52. The application of article 8 ECHR to confiscation proceedings was considered in R v. Ahmed.22 In this case the appellants argued that where there was evidence that a confiscation order based upon the inclusion of the offenders share in the matrimonial home could, on the balance of probabilities, only be met if the matrimonial home was sold, that would result in interference with not just the appellants Article 8 rights, but the Article 8 rights of innocent members of the family, such as their spouses and children. In particular such interference would not be proportionate in so far as it would affect the other members of the family.

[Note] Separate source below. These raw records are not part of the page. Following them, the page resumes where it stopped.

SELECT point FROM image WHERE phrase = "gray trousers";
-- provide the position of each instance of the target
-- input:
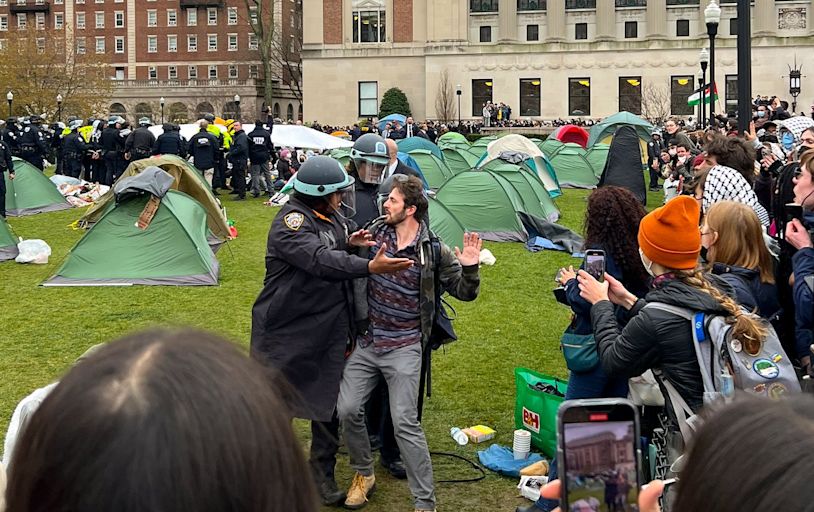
(401, 368)
(258, 171)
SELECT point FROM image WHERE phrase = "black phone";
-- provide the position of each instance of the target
(595, 263)
(599, 455)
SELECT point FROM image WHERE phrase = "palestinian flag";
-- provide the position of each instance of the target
(695, 98)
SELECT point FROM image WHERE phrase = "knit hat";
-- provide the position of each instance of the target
(670, 236)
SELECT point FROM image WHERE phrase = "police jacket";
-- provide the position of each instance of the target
(170, 143)
(301, 321)
(203, 148)
(239, 151)
(260, 146)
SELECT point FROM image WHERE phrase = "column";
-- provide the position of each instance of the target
(508, 21)
(764, 16)
(605, 20)
(657, 19)
(555, 21)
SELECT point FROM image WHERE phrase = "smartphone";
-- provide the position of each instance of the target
(595, 263)
(599, 455)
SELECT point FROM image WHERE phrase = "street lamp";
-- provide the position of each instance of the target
(712, 17)
(458, 92)
(703, 58)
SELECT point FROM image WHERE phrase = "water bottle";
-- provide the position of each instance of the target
(459, 436)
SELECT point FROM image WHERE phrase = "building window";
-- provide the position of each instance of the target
(682, 28)
(532, 32)
(531, 5)
(481, 93)
(731, 98)
(368, 99)
(369, 26)
(483, 5)
(529, 97)
(579, 96)
(681, 87)
(630, 94)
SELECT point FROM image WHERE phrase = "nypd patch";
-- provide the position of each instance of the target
(294, 220)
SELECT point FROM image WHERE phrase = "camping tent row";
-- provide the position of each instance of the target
(158, 225)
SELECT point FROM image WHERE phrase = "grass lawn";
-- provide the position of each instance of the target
(514, 322)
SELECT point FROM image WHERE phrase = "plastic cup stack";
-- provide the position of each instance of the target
(522, 444)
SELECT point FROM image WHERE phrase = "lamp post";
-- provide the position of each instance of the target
(458, 93)
(703, 58)
(59, 107)
(712, 17)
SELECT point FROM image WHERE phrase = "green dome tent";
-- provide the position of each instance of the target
(412, 143)
(434, 169)
(573, 168)
(31, 192)
(445, 225)
(459, 160)
(8, 242)
(172, 250)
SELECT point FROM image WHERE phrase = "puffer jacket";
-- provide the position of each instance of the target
(655, 338)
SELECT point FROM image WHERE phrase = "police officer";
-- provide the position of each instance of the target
(170, 142)
(302, 319)
(204, 148)
(74, 149)
(139, 143)
(32, 142)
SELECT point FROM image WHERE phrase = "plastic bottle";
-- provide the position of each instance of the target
(459, 436)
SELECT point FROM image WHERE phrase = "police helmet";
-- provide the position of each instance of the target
(320, 176)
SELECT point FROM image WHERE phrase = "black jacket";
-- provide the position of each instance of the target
(260, 146)
(203, 147)
(655, 338)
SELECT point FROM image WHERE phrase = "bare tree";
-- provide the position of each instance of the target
(445, 99)
(655, 102)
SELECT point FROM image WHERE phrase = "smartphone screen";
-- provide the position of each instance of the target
(595, 264)
(600, 456)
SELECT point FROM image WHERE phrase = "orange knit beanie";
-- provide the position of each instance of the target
(670, 236)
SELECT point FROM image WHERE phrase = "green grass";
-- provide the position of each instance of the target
(514, 322)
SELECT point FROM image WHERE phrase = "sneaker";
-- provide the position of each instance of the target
(360, 490)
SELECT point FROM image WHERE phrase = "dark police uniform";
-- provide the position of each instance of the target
(301, 321)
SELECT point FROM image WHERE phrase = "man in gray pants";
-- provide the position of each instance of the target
(399, 312)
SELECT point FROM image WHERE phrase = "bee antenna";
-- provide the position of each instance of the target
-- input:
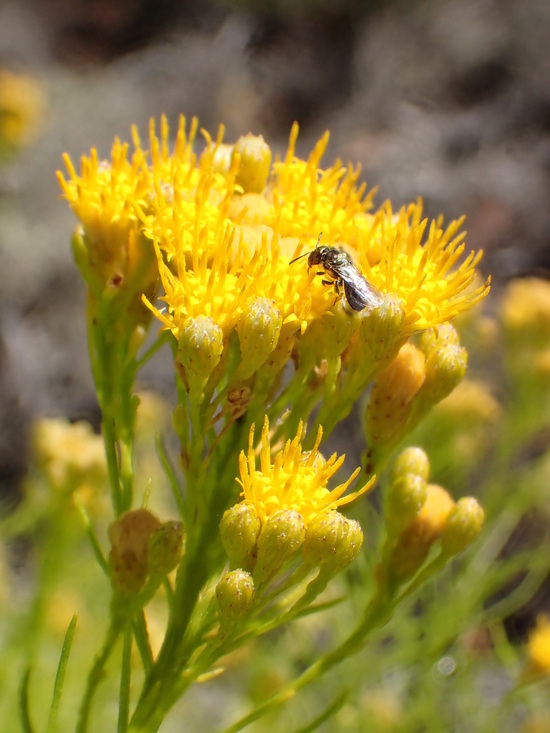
(298, 258)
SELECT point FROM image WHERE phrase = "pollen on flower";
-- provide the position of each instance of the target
(538, 647)
(423, 268)
(295, 480)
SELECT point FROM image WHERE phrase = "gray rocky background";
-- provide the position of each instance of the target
(448, 100)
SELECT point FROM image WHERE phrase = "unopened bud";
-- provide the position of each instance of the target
(221, 161)
(406, 496)
(235, 594)
(380, 329)
(412, 460)
(258, 329)
(200, 347)
(393, 390)
(463, 525)
(280, 538)
(255, 162)
(415, 540)
(165, 548)
(445, 369)
(239, 530)
(434, 338)
(129, 536)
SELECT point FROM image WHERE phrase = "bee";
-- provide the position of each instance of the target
(340, 271)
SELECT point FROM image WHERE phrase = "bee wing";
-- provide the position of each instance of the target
(359, 293)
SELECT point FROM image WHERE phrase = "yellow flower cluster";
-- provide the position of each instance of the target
(286, 507)
(296, 480)
(221, 231)
(538, 648)
(219, 245)
(21, 109)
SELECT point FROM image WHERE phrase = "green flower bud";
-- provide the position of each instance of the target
(445, 369)
(434, 338)
(412, 460)
(221, 160)
(255, 162)
(200, 347)
(380, 329)
(376, 343)
(463, 525)
(280, 538)
(239, 530)
(165, 548)
(332, 541)
(258, 329)
(405, 498)
(128, 561)
(235, 593)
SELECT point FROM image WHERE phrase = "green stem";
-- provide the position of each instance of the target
(125, 676)
(377, 614)
(95, 676)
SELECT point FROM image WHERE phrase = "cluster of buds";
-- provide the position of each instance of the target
(143, 551)
(419, 513)
(258, 551)
(407, 389)
(330, 541)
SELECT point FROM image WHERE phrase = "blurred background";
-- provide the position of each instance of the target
(447, 100)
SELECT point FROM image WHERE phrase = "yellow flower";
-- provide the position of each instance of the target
(105, 194)
(21, 106)
(71, 455)
(538, 647)
(202, 220)
(296, 480)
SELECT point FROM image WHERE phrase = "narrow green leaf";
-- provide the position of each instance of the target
(24, 714)
(94, 541)
(327, 713)
(60, 676)
(171, 476)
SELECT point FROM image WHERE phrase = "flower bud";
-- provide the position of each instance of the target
(255, 162)
(538, 651)
(165, 548)
(380, 329)
(221, 160)
(434, 338)
(462, 526)
(415, 540)
(445, 369)
(258, 329)
(280, 538)
(332, 541)
(406, 496)
(392, 392)
(200, 347)
(239, 530)
(235, 593)
(129, 536)
(412, 460)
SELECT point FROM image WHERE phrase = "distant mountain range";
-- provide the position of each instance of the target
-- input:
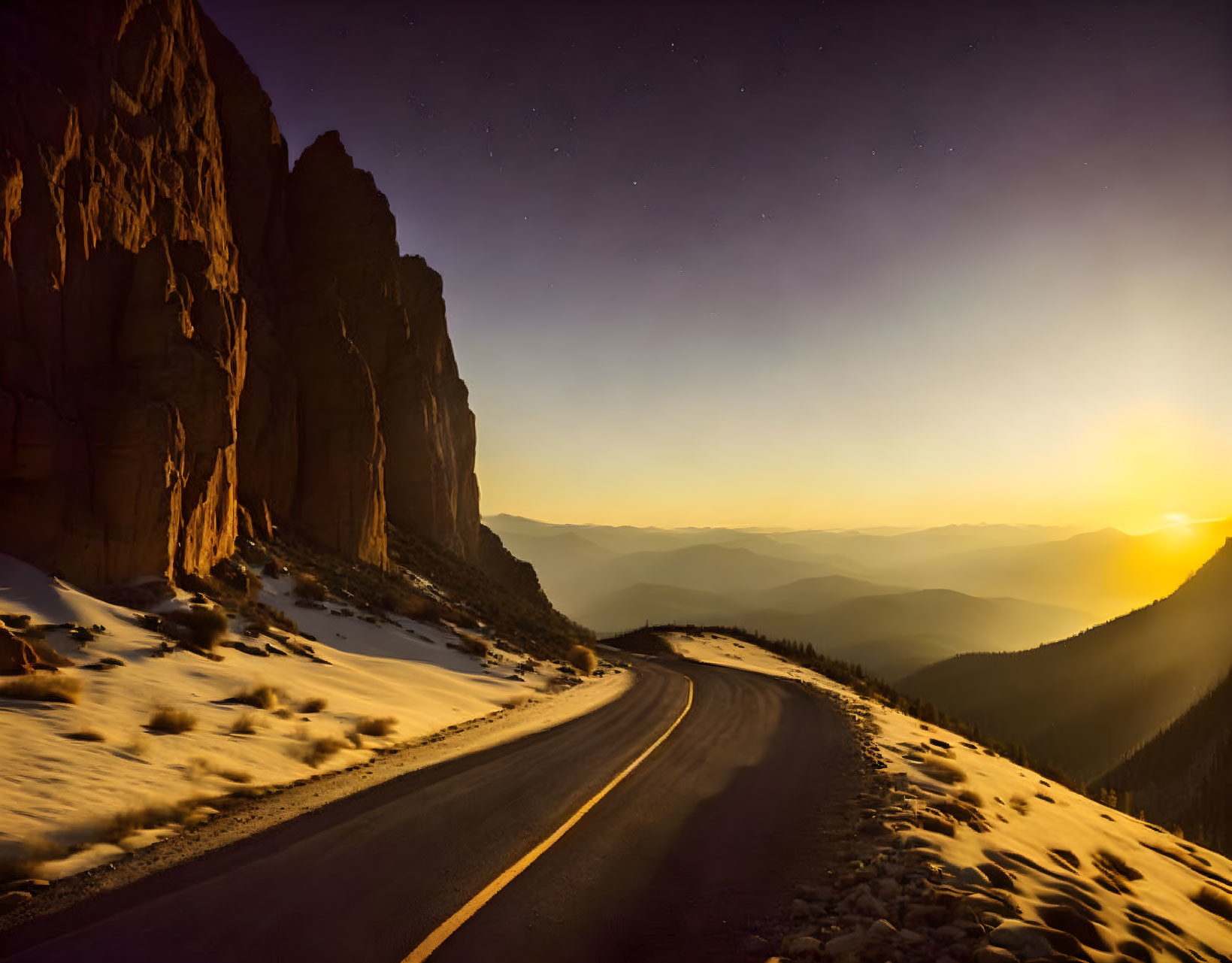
(1087, 702)
(894, 601)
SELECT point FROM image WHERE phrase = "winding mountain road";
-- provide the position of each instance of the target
(696, 847)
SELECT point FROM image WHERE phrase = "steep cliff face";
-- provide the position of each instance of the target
(187, 326)
(383, 316)
(123, 334)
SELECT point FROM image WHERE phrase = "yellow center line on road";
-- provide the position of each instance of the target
(476, 903)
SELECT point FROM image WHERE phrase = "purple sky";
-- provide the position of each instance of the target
(806, 264)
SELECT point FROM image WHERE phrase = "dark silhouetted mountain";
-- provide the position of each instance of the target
(1184, 775)
(1085, 702)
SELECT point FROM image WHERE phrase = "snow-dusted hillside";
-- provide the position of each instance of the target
(92, 770)
(973, 857)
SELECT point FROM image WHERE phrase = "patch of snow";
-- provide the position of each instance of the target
(62, 789)
(1133, 881)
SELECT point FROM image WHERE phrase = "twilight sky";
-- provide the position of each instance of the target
(831, 264)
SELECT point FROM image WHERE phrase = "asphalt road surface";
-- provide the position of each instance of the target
(696, 849)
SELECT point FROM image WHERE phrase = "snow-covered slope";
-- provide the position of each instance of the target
(68, 770)
(1024, 868)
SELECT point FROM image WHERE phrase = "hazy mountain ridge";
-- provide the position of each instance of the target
(1085, 702)
(619, 578)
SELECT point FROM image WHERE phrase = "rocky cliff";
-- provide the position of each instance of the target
(191, 330)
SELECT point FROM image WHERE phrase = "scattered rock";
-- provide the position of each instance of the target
(801, 946)
(846, 945)
(14, 899)
(994, 955)
(1020, 939)
(27, 884)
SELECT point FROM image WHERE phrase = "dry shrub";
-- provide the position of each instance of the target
(165, 719)
(131, 820)
(42, 689)
(26, 861)
(259, 697)
(308, 586)
(583, 659)
(317, 749)
(1112, 865)
(215, 768)
(472, 644)
(370, 725)
(201, 625)
(44, 652)
(86, 735)
(943, 771)
(1214, 901)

53. The Court of Appeal dismissed the appeal holding that:

"The court is merely concerned with the arithmetic exercise of computing what is, in effect, a statutory debt. That process does not involve any assessment, in our judgment, of the way in which that debt may ultimately be paid, any more than the assessment of any other debt. No questions therefore arise under Article 8 at this stage in the process.

Different considerations, will, however arise if the debt is not met and the prosecution determine to take enforcement action, for example by obtaining an order for a receiver. As the House of Lords explained in Re Norris [2001] 1WLR 1388 , this is the stage of the procedure in which third party's rights can not only be taken into account but resolved. If the court is asked at that stage to make an order for the sale of the matrimonial homes, Article 8 rights are clearly engaged. It would be at that stage that the court will have to consider whether or not it would be proportionate to make an order selling the home in the circumstances of the particular case. That is a decision which can only be made on the facts at the time. The court would undoubtedly be concerned to ensure that proper weight is given to the public policy objective behind the making of confiscation orders, which is to ensure that criminals do not profit from their crime. And the court will have a range of enforcements options available with which to take account of the rights of third parties such as other members of the [appellant's] family."23

1.6 Abuse of process

54. As was explained above, once the Crown decides to invoke the confiscation process, the making of an order is mandatory and cannot be moderated by judicial decision. Similarly it is open to the Crown, subject to the approval of the Judge, to discontinue the confiscation proceedings at any stage or to compromise them.

55. However, it is also plain that section 6 POCA does not make confiscation proceedings automatic in every case where some benefit has been obtained from criminal conduct. Cases may arise where it would be inappropriate for the Crown to seek confiscation. In cases where the proceedings would amount to an abuse of court's process, the courts retain the jurisdiction to stay an application for confiscation.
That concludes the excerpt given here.